That’s very true, but at the same time, these young people who are coming right out of college and immediately starting to work at jobs they do from home are missing out on a lot of in-office learning opportunities.

I’m a huge believer in learning by observing, having been a young professional, carrying the bags to important meetings and just listening to the dialog and being there. It is an advantage being in the office, where somebody really senior might walk by and ask how you’re doing or if you want to have lunch. That does not happen on Zoom, ever.

So there are career advancement opportunities and learning opportunities lost. That being said, we’re making a lot of progress in filling a gap that I think previously was just left open.

Are there any ways to bring remote workers into the fold somehow?

My view is that will play out with age and tenure, when that individual sees someone get promoted because they were in the office… and that’s not bad. He or she might make the decision, “Oops, I screwed up.” Or, “That’s okay, because I really like working from home. I love the flexibility. And if it means a little slower career track, as long as I’m adding value, as long as I’m happy, fulfilled with my work, that’s fine.”
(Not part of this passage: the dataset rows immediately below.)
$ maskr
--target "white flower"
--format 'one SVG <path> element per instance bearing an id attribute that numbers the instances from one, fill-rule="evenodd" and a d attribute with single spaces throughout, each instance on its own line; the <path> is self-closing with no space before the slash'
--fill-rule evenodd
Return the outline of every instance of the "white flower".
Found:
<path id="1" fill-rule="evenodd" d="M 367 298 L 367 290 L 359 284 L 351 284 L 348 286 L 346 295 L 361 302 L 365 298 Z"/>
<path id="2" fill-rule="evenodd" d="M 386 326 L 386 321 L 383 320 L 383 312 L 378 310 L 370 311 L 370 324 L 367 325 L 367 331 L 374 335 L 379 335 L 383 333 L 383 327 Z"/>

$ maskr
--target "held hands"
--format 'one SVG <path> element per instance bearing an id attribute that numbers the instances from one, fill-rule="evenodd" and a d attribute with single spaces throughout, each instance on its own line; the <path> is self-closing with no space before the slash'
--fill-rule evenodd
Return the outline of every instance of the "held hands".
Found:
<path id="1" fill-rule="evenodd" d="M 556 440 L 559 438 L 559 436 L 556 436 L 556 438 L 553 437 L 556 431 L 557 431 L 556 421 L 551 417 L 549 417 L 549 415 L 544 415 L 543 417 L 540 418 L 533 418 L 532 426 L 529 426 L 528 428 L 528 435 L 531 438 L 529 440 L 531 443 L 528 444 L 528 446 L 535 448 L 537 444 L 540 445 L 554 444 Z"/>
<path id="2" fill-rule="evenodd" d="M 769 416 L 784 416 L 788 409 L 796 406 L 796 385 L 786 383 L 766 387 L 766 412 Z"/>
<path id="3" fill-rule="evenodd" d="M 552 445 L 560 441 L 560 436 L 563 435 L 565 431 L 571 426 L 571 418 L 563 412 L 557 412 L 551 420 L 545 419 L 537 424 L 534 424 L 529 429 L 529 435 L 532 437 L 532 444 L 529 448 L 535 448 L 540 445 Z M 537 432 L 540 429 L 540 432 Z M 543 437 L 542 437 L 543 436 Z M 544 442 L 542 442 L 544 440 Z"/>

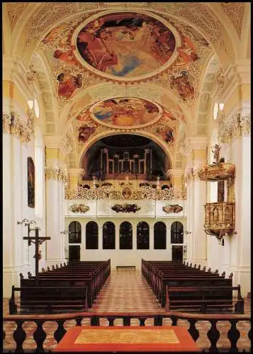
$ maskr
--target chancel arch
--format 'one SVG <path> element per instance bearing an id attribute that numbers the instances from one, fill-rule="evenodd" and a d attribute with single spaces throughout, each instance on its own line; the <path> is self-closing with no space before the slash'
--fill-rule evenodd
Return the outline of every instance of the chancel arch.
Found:
<path id="1" fill-rule="evenodd" d="M 99 249 L 99 226 L 95 222 L 86 225 L 86 249 Z"/>
<path id="2" fill-rule="evenodd" d="M 154 249 L 166 249 L 167 227 L 163 222 L 154 225 Z"/>
<path id="3" fill-rule="evenodd" d="M 137 224 L 137 249 L 150 249 L 150 225 L 146 222 Z"/>
<path id="4" fill-rule="evenodd" d="M 171 244 L 184 244 L 184 225 L 180 222 L 174 222 L 171 226 Z"/>
<path id="5" fill-rule="evenodd" d="M 120 224 L 120 249 L 133 249 L 133 226 L 129 222 Z"/>
<path id="6" fill-rule="evenodd" d="M 115 249 L 115 224 L 106 222 L 103 224 L 103 249 Z"/>

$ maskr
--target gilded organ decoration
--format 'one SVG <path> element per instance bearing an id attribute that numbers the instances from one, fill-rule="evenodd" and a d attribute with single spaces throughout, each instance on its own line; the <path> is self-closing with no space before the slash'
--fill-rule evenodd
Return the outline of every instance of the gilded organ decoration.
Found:
<path id="1" fill-rule="evenodd" d="M 162 210 L 167 214 L 169 214 L 171 212 L 178 213 L 183 210 L 183 207 L 181 207 L 179 204 L 171 204 L 169 205 L 162 207 Z"/>
<path id="2" fill-rule="evenodd" d="M 140 210 L 140 207 L 137 204 L 116 204 L 111 209 L 116 212 L 136 212 Z"/>

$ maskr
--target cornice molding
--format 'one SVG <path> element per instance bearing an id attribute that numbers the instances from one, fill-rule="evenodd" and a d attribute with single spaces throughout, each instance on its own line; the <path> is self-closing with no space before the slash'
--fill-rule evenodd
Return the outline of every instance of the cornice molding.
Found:
<path id="1" fill-rule="evenodd" d="M 218 139 L 225 144 L 231 144 L 235 139 L 251 134 L 251 113 L 240 112 L 227 119 L 222 117 L 218 120 Z"/>

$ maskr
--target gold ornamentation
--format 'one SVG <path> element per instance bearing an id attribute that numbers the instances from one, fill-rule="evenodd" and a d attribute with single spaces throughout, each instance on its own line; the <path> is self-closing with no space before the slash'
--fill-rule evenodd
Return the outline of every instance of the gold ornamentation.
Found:
<path id="1" fill-rule="evenodd" d="M 30 142 L 33 130 L 26 125 L 15 111 L 3 115 L 3 131 L 15 135 L 21 142 Z"/>
<path id="2" fill-rule="evenodd" d="M 103 186 L 92 189 L 65 188 L 65 199 L 123 199 L 122 190 L 124 188 L 113 186 Z M 186 190 L 174 187 L 164 190 L 157 190 L 152 187 L 140 187 L 137 189 L 131 188 L 131 200 L 182 200 L 186 199 Z"/>
<path id="3" fill-rule="evenodd" d="M 201 181 L 223 181 L 233 177 L 235 166 L 223 162 L 214 165 L 206 165 L 198 171 Z"/>
<path id="4" fill-rule="evenodd" d="M 140 210 L 137 204 L 116 204 L 111 209 L 116 212 L 136 212 Z"/>
<path id="5" fill-rule="evenodd" d="M 231 144 L 241 136 L 247 136 L 251 132 L 250 113 L 241 113 L 231 118 L 218 119 L 218 139 L 224 144 Z"/>
<path id="6" fill-rule="evenodd" d="M 166 205 L 162 207 L 164 212 L 169 214 L 171 212 L 178 213 L 183 210 L 183 207 L 179 205 L 179 204 L 171 204 L 169 205 Z"/>
<path id="7" fill-rule="evenodd" d="M 232 202 L 207 203 L 205 205 L 205 232 L 221 239 L 225 234 L 234 232 L 235 204 Z"/>
<path id="8" fill-rule="evenodd" d="M 52 168 L 47 166 L 45 168 L 45 178 L 47 180 L 53 179 L 67 182 L 68 180 L 65 169 L 61 167 Z"/>
<path id="9" fill-rule="evenodd" d="M 69 210 L 73 212 L 86 212 L 89 210 L 89 207 L 84 204 L 72 204 L 69 207 Z"/>

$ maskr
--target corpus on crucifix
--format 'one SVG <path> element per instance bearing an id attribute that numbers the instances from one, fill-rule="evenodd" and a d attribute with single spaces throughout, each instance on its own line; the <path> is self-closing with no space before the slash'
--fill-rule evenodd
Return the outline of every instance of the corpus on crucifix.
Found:
<path id="1" fill-rule="evenodd" d="M 23 222 L 25 222 L 25 226 L 28 227 L 28 236 L 23 236 L 23 239 L 28 241 L 28 246 L 30 246 L 31 243 L 35 244 L 35 254 L 34 256 L 34 258 L 35 258 L 35 277 L 37 277 L 39 273 L 39 261 L 42 257 L 41 251 L 39 251 L 40 244 L 43 244 L 44 241 L 50 240 L 51 237 L 40 236 L 40 229 L 38 227 L 35 227 L 34 229 L 30 229 L 30 225 L 31 224 L 35 224 L 35 222 L 34 222 L 33 220 L 28 222 L 27 219 L 24 219 L 22 222 L 18 222 L 18 224 L 23 224 Z M 30 232 L 31 231 L 35 232 L 35 236 L 30 236 Z"/>

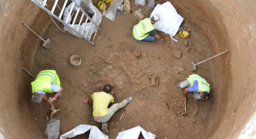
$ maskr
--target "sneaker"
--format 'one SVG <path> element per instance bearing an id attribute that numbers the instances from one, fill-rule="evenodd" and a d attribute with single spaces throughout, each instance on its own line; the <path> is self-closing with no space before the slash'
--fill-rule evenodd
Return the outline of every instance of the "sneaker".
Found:
<path id="1" fill-rule="evenodd" d="M 59 97 L 58 97 L 59 98 L 60 98 L 62 97 L 62 92 L 61 93 L 61 94 L 60 94 L 60 95 L 59 96 Z"/>
<path id="2" fill-rule="evenodd" d="M 127 101 L 128 101 L 128 103 L 131 102 L 132 100 L 132 97 L 131 97 L 128 98 L 126 99 Z"/>
<path id="3" fill-rule="evenodd" d="M 101 128 L 101 130 L 104 134 L 108 134 L 109 133 L 108 130 L 108 129 L 107 128 L 107 127 L 105 126 L 102 126 Z"/>
<path id="4" fill-rule="evenodd" d="M 139 40 L 137 40 L 137 39 L 135 39 L 135 40 L 136 40 L 136 41 L 137 41 L 137 42 L 139 42 L 139 43 L 143 43 L 143 41 L 139 41 Z"/>

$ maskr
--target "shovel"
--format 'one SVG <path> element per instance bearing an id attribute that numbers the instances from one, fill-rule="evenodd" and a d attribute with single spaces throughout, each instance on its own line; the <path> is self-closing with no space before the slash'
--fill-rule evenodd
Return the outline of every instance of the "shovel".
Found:
<path id="1" fill-rule="evenodd" d="M 227 52 L 228 51 L 229 51 L 229 50 L 228 50 L 226 51 L 224 51 L 222 52 L 219 53 L 218 55 L 215 55 L 215 56 L 211 58 L 208 58 L 208 59 L 205 59 L 203 61 L 202 61 L 200 62 L 199 62 L 196 64 L 195 64 L 192 61 L 190 62 L 190 63 L 187 64 L 187 65 L 186 65 L 186 66 L 185 66 L 185 69 L 186 69 L 186 70 L 189 72 L 192 72 L 192 71 L 195 71 L 196 70 L 196 66 L 197 65 L 199 64 L 201 64 L 203 62 L 205 62 L 205 61 L 208 60 L 214 57 L 215 57 L 217 56 L 219 56 L 220 55 L 223 54 L 226 52 Z"/>
<path id="2" fill-rule="evenodd" d="M 30 30 L 30 31 L 32 31 L 32 32 L 33 33 L 35 34 L 37 36 L 38 38 L 40 38 L 40 39 L 42 40 L 42 41 L 44 41 L 44 44 L 43 44 L 43 46 L 45 48 L 49 49 L 52 48 L 52 46 L 53 44 L 53 42 L 52 41 L 50 40 L 49 39 L 47 39 L 46 40 L 44 40 L 44 39 L 42 38 L 42 37 L 39 36 L 36 33 L 36 32 L 35 32 L 34 31 L 33 31 L 31 28 L 30 28 L 30 27 L 29 27 L 26 24 L 23 23 L 22 21 L 21 22 L 21 23 L 23 24 L 24 25 L 25 25 L 26 27 L 27 27 L 29 29 L 29 30 Z"/>

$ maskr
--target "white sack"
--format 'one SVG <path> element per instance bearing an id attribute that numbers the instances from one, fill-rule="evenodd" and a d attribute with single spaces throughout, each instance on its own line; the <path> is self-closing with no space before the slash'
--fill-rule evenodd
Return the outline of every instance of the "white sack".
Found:
<path id="1" fill-rule="evenodd" d="M 135 4 L 138 6 L 144 6 L 145 1 L 145 0 L 135 0 Z"/>
<path id="2" fill-rule="evenodd" d="M 138 139 L 141 132 L 145 139 L 155 139 L 156 137 L 150 132 L 145 131 L 140 126 L 139 126 L 119 132 L 116 139 Z"/>
<path id="3" fill-rule="evenodd" d="M 97 8 L 92 4 L 92 1 L 90 0 L 90 3 L 89 3 L 89 5 L 88 6 L 88 11 L 94 14 L 92 18 L 92 19 L 98 26 L 99 26 L 99 25 L 100 25 L 100 23 L 101 22 L 101 18 L 102 17 L 102 14 L 100 13 L 100 11 L 97 9 Z M 75 2 L 78 5 L 80 4 L 80 0 L 76 0 Z M 70 9 L 71 9 L 72 4 L 73 4 L 73 2 L 70 3 L 70 4 L 65 9 L 65 10 L 64 11 L 64 15 L 63 19 L 64 22 L 65 22 L 66 21 L 66 20 L 67 20 L 67 19 L 68 18 L 68 16 L 69 13 L 69 11 L 70 11 Z M 75 5 L 75 6 L 74 6 L 74 8 L 73 9 L 73 10 L 76 10 L 77 11 L 78 9 L 78 8 L 76 7 Z M 86 12 L 86 11 L 85 11 Z M 71 15 L 73 11 L 71 13 Z M 73 16 L 75 16 L 75 14 L 74 14 Z M 84 16 L 84 17 L 86 17 L 86 16 L 85 16 L 85 15 Z M 69 25 L 70 26 L 71 26 L 72 24 L 72 23 L 70 23 L 71 19 L 72 18 L 71 17 L 71 16 L 70 16 L 68 21 L 68 24 L 70 24 Z M 89 19 L 88 19 L 88 21 L 89 21 Z M 83 32 L 83 34 L 82 34 L 83 36 L 85 38 L 88 38 L 89 36 L 91 35 L 91 32 L 92 31 L 93 27 L 93 24 L 92 23 L 91 23 L 91 22 L 90 23 L 88 23 L 88 21 L 87 22 L 87 23 L 85 24 L 85 27 L 84 30 L 84 31 Z M 84 24 L 85 23 L 83 23 L 83 24 L 82 24 L 82 25 L 80 25 L 78 24 L 74 24 L 73 26 L 73 28 L 74 28 L 76 30 L 77 28 L 77 27 L 78 27 L 78 30 L 77 30 L 77 31 L 81 33 L 82 31 L 83 30 L 83 28 L 84 27 Z M 66 30 L 67 28 L 67 27 L 65 25 L 64 25 L 64 28 L 65 30 Z M 89 26 L 90 27 L 90 28 Z M 94 30 L 92 32 L 92 33 L 93 34 L 93 33 L 95 32 L 97 29 L 97 28 L 96 27 L 94 27 L 94 30 Z M 78 34 L 77 34 L 75 32 L 71 30 L 69 28 L 68 28 L 67 31 L 68 32 L 69 32 L 69 33 L 73 35 L 74 36 L 76 36 L 78 37 L 81 38 Z M 88 32 L 88 33 L 87 34 L 87 36 L 85 37 L 85 34 L 86 34 L 86 32 L 87 31 Z"/>
<path id="4" fill-rule="evenodd" d="M 178 42 L 172 36 L 175 35 L 184 18 L 178 14 L 169 1 L 162 5 L 158 4 L 151 13 L 150 18 L 156 14 L 159 15 L 160 21 L 153 25 L 155 28 L 169 34 L 172 39 Z"/>
<path id="5" fill-rule="evenodd" d="M 61 136 L 60 139 L 67 139 L 83 134 L 91 129 L 89 139 L 108 139 L 108 136 L 104 134 L 98 128 L 94 125 L 80 124 L 73 129 Z"/>
<path id="6" fill-rule="evenodd" d="M 45 134 L 48 137 L 48 139 L 57 139 L 60 133 L 60 120 L 52 118 L 46 125 L 47 127 Z"/>
<path id="7" fill-rule="evenodd" d="M 105 16 L 112 21 L 115 21 L 116 15 L 116 9 L 123 1 L 123 0 L 113 0 L 111 1 L 110 6 L 107 10 L 106 13 L 104 15 Z"/>

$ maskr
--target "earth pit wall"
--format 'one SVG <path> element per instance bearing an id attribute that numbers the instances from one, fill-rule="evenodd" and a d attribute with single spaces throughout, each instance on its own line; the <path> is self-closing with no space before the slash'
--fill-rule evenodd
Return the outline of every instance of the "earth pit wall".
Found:
<path id="1" fill-rule="evenodd" d="M 255 110 L 256 4 L 253 1 L 170 2 L 201 37 L 208 40 L 210 45 L 203 47 L 212 56 L 230 51 L 227 56 L 211 60 L 216 69 L 215 85 L 204 137 L 235 138 Z M 41 42 L 20 22 L 42 36 L 52 21 L 28 0 L 3 0 L 0 10 L 0 137 L 43 138 L 30 108 L 30 80 L 22 69 L 30 69 Z M 24 45 L 25 41 L 29 45 Z"/>

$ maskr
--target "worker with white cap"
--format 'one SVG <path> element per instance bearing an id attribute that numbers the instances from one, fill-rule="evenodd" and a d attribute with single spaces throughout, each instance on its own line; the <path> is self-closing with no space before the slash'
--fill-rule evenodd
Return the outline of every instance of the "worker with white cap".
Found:
<path id="1" fill-rule="evenodd" d="M 141 43 L 144 41 L 154 41 L 156 38 L 161 39 L 162 36 L 157 34 L 153 26 L 153 24 L 158 21 L 160 21 L 160 16 L 158 15 L 154 15 L 151 19 L 147 17 L 143 17 L 138 24 L 133 26 L 133 37 Z"/>

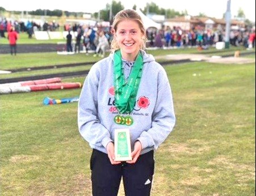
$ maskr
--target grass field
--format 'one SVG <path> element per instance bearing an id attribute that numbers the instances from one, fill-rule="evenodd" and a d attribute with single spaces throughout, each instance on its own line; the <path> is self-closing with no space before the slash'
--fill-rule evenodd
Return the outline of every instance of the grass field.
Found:
<path id="1" fill-rule="evenodd" d="M 198 52 L 150 52 L 160 56 Z M 98 59 L 82 54 L 20 54 L 16 57 L 0 54 L 1 69 Z M 255 58 L 255 54 L 250 57 Z M 164 67 L 177 121 L 156 152 L 152 195 L 254 195 L 255 63 L 196 62 Z M 75 69 L 86 70 L 90 66 Z M 85 78 L 63 80 L 83 83 Z M 80 91 L 0 95 L 1 195 L 91 195 L 91 150 L 78 130 L 77 103 L 42 103 L 46 96 L 71 97 L 79 96 Z M 124 195 L 121 186 L 119 195 Z"/>

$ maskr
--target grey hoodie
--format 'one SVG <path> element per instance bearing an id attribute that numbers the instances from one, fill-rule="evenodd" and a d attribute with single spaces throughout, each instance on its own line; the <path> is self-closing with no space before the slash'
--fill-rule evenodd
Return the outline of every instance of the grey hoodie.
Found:
<path id="1" fill-rule="evenodd" d="M 118 111 L 115 106 L 114 53 L 90 69 L 78 102 L 78 124 L 80 134 L 91 148 L 107 154 L 107 144 L 114 140 L 115 129 L 128 128 L 132 151 L 135 142 L 139 140 L 143 154 L 156 150 L 173 129 L 175 117 L 165 70 L 153 56 L 141 51 L 144 63 L 136 103 L 130 114 L 134 121 L 131 126 L 114 122 Z M 127 79 L 132 65 L 123 61 Z"/>

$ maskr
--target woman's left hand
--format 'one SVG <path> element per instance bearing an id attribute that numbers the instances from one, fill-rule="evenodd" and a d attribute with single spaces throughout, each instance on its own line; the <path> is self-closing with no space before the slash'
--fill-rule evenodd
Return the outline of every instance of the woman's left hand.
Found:
<path id="1" fill-rule="evenodd" d="M 142 148 L 142 147 L 140 141 L 135 142 L 135 144 L 134 144 L 134 150 L 132 152 L 132 160 L 131 161 L 126 161 L 126 163 L 129 164 L 135 163 L 140 156 Z"/>

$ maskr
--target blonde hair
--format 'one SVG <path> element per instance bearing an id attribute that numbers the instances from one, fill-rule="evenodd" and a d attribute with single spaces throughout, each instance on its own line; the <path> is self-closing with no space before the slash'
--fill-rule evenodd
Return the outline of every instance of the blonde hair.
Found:
<path id="1" fill-rule="evenodd" d="M 116 32 L 118 24 L 124 20 L 132 20 L 138 23 L 140 31 L 142 34 L 140 49 L 144 50 L 146 48 L 146 42 L 147 40 L 146 36 L 146 29 L 145 29 L 141 18 L 139 14 L 133 10 L 124 10 L 119 11 L 115 16 L 112 27 L 112 33 Z M 115 51 L 120 49 L 116 41 L 115 36 L 113 35 L 113 40 L 111 41 L 111 48 L 112 51 Z"/>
That is what is unfolding, and it will show more over time that the world is different, the world has changed. But for companies that have been so successful because they’ve established and maintained such a strong culture, there is no substitute for personal interaction. For them, it’s why employees come to work, why they enjoy coming to work, why they’re productive, why they do a good job and why they stay with a company. So it’ll be very interesting to see how we deal with culture now.


What other issues should directors be thinking about and planning for right now?

It’s pretty well understood that directors should be thinking about CEO performance and understanding, validating and challenging strategy. But also, it’s not a coincidence that companies recognized as being well governed, and in most cases high performing, are led not only by high-performing CEOs but CEOs with high integrity who communicate regularly, consistently, transparently with their board. Both the board as a whole, and individually, one on one.

That leads to a collaborative working relationship, a relationship of trust based on mutual respect. Then you just don’t ever get the feeling from a board member, “What’s he not telling me?” That is not the case with every company. That’s what has made it relatively easy to do my role well—two CEOs who work really, really hard to ensure that they’re on the same page with their board, and that nothing is off limits in terms of ability to discuss it and even to agree to disagree and come back later, because ultimately you need to agree. It’s hard for the CEO to do that if they don’t have a cohesive board of directors who work well with one another.

Part of the role of a lead director is to, when there is disagreement or lack of consensus, take that burden off the CEO and resolve that amongst the independent directors, because the CEO has a company to run in addition to a board to work with. 

What has worked resolving disagreements that you can share with other board members? Any particular strategies?

It’s important that every director knows that his or her input, whether it’s on strategy, people, a function, board operations, has been heard. Consensus doesn’t require agreement. You can have one director out of 10 who feels strongly about something—and we understand, we’ve listened, we’ve heard, we’ve discussed, but we’re not going in that direction. And we hope you can support it even if you don’t agree. That’s the definition of consensus.

It’s the lead director or non-executive chair’s role to make that happen. You just can’t communicate enough and broadly enough. That is why those in-person meetings are important, because you know everybody heard the same thing at the same time. A lot of work gets done in the committees out of necessity, because you can’t cover every function as a full board, so that’s where it should get done. But it’s your role to ensure that then gets communicated to the entire board, that at least they understand how the decision was reached and why.

Any misunderstandings have happened because, “Oh, we thought you knew. We agreed on that in nom/gov or in comp. And we should have shared that with the whole board.” So it is being cognizant of the fact that directors want to help, they want to do their job, they want to fulfill their responsibilities, but they’re also highly accomplished individuals or they wouldn’t be sitting on the boards, so they want to be sure that their input has been received and reflected upon. They  want to understand what’s going on elsewhere in meetings or functions where they weren’t specifically involved.